In-depth analysis of music structure as a text network
Ping-Rui Tsai, Yen-Ting Chou, Nathan-Christopher Wang, Hui-Ling Chen, Hong-Yue Huang, Zih-Jia Luo, Tzay-Ming Hong
TL;DR
This work treats music as a natural-language-like system and builds an Essential Element Network (EEN) by decomposing musical content into Essential Elements (EE) and defining CC-based words, enforcing Zipf-like statistics to compare CPP periods. It introduces a linking rule with $I$, a threshold $I_m$, and a CC-based word construction, then maps audio to note-time-space and optimizes weights $(w_1,...,w_4)$ from 4032 configurations to fit Zipf's law and maximize word-type diversity. Through 2D EEN representations and CNN-based classification, the paper shows period-specific weight profiles (e.g., high $w_3$ for Baroque) and analyzes CC trends, histograms, and robustness to word removal, achieving music-vs-non-music discrimination. The framework links music structure to natural language processing and knowledge graphs, enabling quantitative analysis, potential music generation via GANs, and cross-disciplinary insights in anthropology and cognition.
Abstract
Music, enchanting and poetic, permeates every corner of human civilization. Although music is not unfamiliar to people, our understanding of its essence remains limited, and there is still no universally accepted scientific description. This is primarily due to music being regarded as a product of both reason and emotion, making it difficult to define. In this article, we focus on the fundamental elements of music and construct an evolutionary network from the perspective of music as a natural language, aligning with the statistical characteristics of texts.

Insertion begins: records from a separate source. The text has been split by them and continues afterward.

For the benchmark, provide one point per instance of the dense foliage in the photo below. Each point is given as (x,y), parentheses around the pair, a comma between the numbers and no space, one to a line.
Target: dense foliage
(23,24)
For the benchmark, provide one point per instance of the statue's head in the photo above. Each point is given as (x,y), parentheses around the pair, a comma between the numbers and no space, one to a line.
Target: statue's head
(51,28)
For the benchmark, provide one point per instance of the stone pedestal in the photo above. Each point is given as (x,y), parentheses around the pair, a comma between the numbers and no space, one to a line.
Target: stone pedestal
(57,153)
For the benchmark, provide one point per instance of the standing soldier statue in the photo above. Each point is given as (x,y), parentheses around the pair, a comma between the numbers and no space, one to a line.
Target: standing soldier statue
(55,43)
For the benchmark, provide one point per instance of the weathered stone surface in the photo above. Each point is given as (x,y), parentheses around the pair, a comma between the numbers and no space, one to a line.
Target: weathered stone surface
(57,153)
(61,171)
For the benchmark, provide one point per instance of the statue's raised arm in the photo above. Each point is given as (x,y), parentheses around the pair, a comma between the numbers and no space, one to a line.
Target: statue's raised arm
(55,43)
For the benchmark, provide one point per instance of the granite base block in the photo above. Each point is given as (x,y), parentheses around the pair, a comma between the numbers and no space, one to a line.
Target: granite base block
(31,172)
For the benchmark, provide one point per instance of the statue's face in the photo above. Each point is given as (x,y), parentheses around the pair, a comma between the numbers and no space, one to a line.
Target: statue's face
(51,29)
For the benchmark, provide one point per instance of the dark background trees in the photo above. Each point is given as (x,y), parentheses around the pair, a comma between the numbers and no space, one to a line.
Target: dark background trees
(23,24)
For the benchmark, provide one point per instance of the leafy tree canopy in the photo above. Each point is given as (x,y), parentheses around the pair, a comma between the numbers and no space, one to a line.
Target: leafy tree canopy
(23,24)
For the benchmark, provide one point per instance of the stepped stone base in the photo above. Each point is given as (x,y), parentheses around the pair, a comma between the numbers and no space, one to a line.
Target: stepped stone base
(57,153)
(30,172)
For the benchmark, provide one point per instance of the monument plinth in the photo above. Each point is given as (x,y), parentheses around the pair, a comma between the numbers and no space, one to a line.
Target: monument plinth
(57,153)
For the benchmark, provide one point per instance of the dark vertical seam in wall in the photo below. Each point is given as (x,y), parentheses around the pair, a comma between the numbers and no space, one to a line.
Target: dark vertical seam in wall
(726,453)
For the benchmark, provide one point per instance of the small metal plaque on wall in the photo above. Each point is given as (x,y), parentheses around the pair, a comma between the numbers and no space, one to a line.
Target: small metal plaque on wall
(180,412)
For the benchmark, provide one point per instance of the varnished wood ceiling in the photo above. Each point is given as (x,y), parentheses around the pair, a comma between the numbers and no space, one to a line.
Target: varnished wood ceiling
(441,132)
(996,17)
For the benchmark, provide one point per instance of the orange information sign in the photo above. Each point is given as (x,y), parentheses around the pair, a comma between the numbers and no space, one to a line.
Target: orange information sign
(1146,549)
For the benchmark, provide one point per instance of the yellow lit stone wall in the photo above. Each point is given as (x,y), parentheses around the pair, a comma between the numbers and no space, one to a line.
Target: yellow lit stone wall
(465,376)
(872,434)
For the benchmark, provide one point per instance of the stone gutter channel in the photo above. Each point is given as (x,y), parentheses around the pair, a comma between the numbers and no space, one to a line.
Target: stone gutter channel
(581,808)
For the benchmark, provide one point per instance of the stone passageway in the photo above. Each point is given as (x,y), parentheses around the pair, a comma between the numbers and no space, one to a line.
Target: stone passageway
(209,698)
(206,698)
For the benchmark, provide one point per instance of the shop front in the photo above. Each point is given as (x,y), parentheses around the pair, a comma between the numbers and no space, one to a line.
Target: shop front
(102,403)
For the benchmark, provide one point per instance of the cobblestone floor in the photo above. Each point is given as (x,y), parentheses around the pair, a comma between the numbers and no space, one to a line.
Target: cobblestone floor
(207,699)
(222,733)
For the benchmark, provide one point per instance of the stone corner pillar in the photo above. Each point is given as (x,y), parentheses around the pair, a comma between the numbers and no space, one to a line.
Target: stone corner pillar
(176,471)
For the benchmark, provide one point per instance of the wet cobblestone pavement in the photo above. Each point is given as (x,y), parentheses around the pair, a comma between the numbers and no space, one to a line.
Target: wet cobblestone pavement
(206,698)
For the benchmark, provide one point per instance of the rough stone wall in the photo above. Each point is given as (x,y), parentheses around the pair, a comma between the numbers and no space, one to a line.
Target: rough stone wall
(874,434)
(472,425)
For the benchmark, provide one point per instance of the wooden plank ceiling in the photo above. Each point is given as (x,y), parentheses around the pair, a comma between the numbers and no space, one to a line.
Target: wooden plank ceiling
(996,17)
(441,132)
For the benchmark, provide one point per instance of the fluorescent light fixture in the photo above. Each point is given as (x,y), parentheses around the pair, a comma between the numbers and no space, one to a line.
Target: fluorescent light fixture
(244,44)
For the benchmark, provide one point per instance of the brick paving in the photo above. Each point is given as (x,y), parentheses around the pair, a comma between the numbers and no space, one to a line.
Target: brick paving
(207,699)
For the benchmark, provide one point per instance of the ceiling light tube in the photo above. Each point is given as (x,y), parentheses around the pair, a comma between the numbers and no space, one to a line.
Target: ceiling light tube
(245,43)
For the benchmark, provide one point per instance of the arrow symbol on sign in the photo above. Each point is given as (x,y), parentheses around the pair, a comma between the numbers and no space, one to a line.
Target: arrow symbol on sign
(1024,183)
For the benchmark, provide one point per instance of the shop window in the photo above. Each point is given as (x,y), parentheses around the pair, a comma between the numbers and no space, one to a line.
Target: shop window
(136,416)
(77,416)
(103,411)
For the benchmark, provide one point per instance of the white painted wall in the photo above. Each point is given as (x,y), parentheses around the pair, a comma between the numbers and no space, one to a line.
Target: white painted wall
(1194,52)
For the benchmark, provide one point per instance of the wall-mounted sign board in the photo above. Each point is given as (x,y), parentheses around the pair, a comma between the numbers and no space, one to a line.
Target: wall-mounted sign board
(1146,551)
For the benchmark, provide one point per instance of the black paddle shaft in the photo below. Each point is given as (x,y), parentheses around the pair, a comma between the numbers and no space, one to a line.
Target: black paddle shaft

Through this approach, we aim to comprehend the structural differences in music across different periods, enabling a more scientific exploration of music. Relying on the advantages of structuralism, we can concentrate on the relationships and order between the physical elements of music, rather than getting entangled in the blurred boundaries of science and philosophy. The scientific framework we present not only conforms to past conclusions in music, but also serves as a bridge that connects music to natural language processing and knowledge graphs.